India sending two eminent non-officials — former senior diplomats Amar Sinha, a recently retired ambassador to Kabul, and T.C.A. Raghavan, until not long ago our high commissioner in Islamabad — to participate in the Moscow Format talks with Taliban representatives on Friday has more than exploratory value.
It breaks the mould — which was in the shape of the proposition that we should have nothing to do with the Taliban, in part because they are deemed to be captive playthings of Pakistan, Islamabad’s agents practically, and because they are seen as a terrorist outfit indistinguishable from, say, the Lashkar-e-Tayyeba. This departure is a positive step. Even if the Russia-initiated talks lead nowhere, India would have abandoned its earlier formulaic stance on the Taliban and shown its willingness to engage with the Afghan armed insurgent outfit.
It is not unlikely that in the foreseeable future, whether the Americans eventually depart Afghanistan or not (and it is unlikely they will), the Taliban could make a negotiated re-entry into the governing system of Afghanistan, possibly on a power-sharing basis. This is expected to be a complex, drawn out political process, and being at the Moscow conversation will give New Delhi a first-hand feel of how the Taliban seek to proceed and how their approach is received by Kabul.
For about a decade, the standard line, ritualistically stated by all concerned, is that the conciliation talks with the Taliban should be “Afghan-owned and Afghan-led”. In reality, so far, it has been Pakistan-owned and US-led. There was no question of India being invited to such a table. Nor was India philosophically inclined to be in on such a venture.

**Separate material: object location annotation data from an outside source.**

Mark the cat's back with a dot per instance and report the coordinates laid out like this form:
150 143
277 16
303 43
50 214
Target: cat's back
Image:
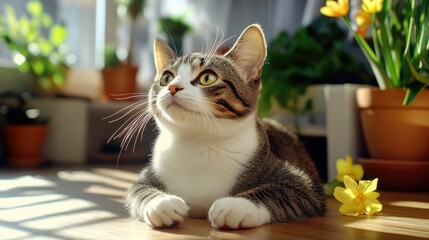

But in the Moscow talks, Russia has invited, besides the US and Pakistan, all of Afghanistan’s neighbours — Iran, China, the Central Asian Republics, as well as India. Thus, this is a wide forum, strongly regional in character. Not accepting the invitation was unthinkable. India would have stuck out like a sore thumb, and would not have done justice to the immense, high-value political goodwill it enjoys across Afghanistan. New Delhi has rightly been careful to stitch its mast to the Afghan sail. Since Kabul sent a delegation of its High Peace Council, and not of the government direct, India too did not send an official delegation. Herein lies a message of solidarity and identification with the government of Afghanistan. India announced on Thursday that it sought not just an Afghan-owned and Afghan-led peace process (the traditional formulation), but also one that was “Afghan-controlled”. This appears to be an expression of avoidable over-enthusiasm.